Surely you can afford a human translator Jeff?

We miss the days when AI had a sense of humour. Back in the day, and it wasn't so very long ago, BackBytes enjoyed travelling to foreign climes and sampling the local cuisine, particularly when the English-language menus had been authored by Google Translate. After all, who would not be tempted by delicacies such as ‘Bucket of Bones', ‘Duck Wire Explosion' and ‘F*ck a Bullfrog'?

Trouble is, AI is now so damn boring, so eager to please, so correct. It has lost all its character.
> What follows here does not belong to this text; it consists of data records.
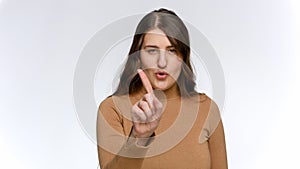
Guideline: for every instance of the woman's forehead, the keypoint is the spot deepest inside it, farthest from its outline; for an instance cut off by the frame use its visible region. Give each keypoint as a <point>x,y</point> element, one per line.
<point>156,38</point>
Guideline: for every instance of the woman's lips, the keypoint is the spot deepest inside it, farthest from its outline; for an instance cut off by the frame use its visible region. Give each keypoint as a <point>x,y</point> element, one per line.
<point>161,75</point>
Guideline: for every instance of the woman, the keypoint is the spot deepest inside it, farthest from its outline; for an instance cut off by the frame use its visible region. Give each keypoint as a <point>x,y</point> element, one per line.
<point>155,118</point>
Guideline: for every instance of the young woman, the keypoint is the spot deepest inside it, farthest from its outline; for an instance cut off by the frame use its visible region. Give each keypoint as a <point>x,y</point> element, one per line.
<point>155,118</point>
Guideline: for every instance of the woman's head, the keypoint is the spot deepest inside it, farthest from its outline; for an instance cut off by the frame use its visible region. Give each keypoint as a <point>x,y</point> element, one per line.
<point>160,47</point>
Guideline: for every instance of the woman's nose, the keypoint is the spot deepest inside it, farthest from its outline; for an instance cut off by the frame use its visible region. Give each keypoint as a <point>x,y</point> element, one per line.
<point>162,59</point>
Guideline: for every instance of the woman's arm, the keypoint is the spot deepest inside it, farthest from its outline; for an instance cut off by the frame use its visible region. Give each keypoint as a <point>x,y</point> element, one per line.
<point>113,145</point>
<point>217,148</point>
<point>116,149</point>
<point>216,140</point>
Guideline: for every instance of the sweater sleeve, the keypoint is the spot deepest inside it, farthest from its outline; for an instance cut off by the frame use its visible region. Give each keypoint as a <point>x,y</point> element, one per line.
<point>115,149</point>
<point>216,141</point>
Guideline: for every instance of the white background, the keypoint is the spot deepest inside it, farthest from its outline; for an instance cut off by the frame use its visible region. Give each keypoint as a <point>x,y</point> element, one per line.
<point>40,41</point>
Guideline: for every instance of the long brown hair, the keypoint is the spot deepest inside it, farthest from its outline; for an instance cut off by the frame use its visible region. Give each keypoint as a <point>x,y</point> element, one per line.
<point>177,33</point>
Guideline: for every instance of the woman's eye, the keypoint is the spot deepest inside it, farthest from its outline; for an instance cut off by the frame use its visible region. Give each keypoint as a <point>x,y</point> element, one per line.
<point>172,51</point>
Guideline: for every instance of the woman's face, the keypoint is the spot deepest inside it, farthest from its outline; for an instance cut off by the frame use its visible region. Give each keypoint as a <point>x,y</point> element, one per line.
<point>160,60</point>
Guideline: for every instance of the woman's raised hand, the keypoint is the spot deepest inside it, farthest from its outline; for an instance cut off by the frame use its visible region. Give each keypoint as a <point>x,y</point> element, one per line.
<point>146,113</point>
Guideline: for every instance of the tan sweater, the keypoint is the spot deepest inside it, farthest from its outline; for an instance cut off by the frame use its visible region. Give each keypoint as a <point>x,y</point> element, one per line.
<point>190,135</point>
So we were delighted to learn from Swedish newspaper SVT (via Google-Translate, natch), that AI pranking is alive and well, at least in that corner of the world.

Amazon's Swedish-language website was launched last week, but apparently $200 billion dollar man Jeff Bezos (or more likely one of his minions) decided that a human translator would be far too costly, given that Amazon has all that AI at its disposal. What better way to showcase the company's tech than a purely machine-translated shopping experience? After all machines are the future and don't need to take time off for a pee.
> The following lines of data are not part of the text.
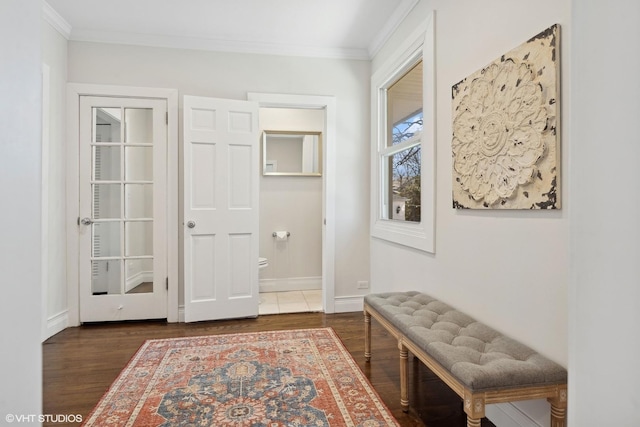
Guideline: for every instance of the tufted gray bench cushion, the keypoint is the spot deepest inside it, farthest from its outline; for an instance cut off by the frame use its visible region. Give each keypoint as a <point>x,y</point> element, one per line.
<point>480,364</point>
<point>474,353</point>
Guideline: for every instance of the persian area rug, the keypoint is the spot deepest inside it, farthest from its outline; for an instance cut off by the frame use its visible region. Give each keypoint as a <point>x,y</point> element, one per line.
<point>265,379</point>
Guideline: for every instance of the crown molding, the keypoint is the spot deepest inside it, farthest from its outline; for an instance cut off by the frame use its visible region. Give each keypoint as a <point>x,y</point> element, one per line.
<point>398,15</point>
<point>201,43</point>
<point>55,20</point>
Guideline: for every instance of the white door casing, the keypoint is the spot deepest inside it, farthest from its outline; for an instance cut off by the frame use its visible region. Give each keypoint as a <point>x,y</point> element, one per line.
<point>221,213</point>
<point>123,209</point>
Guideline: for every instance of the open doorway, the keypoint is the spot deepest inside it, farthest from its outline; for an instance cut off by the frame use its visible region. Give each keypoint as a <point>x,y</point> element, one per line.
<point>295,113</point>
<point>291,215</point>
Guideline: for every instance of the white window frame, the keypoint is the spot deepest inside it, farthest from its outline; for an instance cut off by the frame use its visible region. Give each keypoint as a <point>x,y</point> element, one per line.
<point>419,45</point>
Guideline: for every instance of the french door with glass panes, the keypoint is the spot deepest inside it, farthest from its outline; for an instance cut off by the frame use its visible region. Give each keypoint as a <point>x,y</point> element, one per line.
<point>123,207</point>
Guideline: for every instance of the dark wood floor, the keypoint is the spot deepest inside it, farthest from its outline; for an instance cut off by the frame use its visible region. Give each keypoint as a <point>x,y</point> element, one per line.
<point>80,363</point>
"We are pleased to open the doors for Amazon.se and offer Swedish consumers a selection of more than 150 million products, of which tens of thousands come from local Swedish companies," said Alex Ootes, vice president of European expansion at Amazon, in a press release.

Among those 150 million products, Swedish shoppers were surprised, some no doubt delighted, to find an expansive range of cock brushes, cock paintings, rape curtains and prostitute earrings, although how many came from local Swedish companies was not made clear.

However, shoppers in Sweden began to question whether an actual local Swedish person had been shown the site before it hit the prime time. Apparently not.

"We want to thank everyone who highlights these problems and helps us make changes and improve Amazon.se," said corporate spokesperson Marta Karlqvist, shortly before being replaced by an AI. "We are very happy to have launched Amazon.se but are only in day two, and we always want to improve the customer experience."

We also miss the days when corporate spokespeople had a sense of humour, but unfortunately we can't remember those.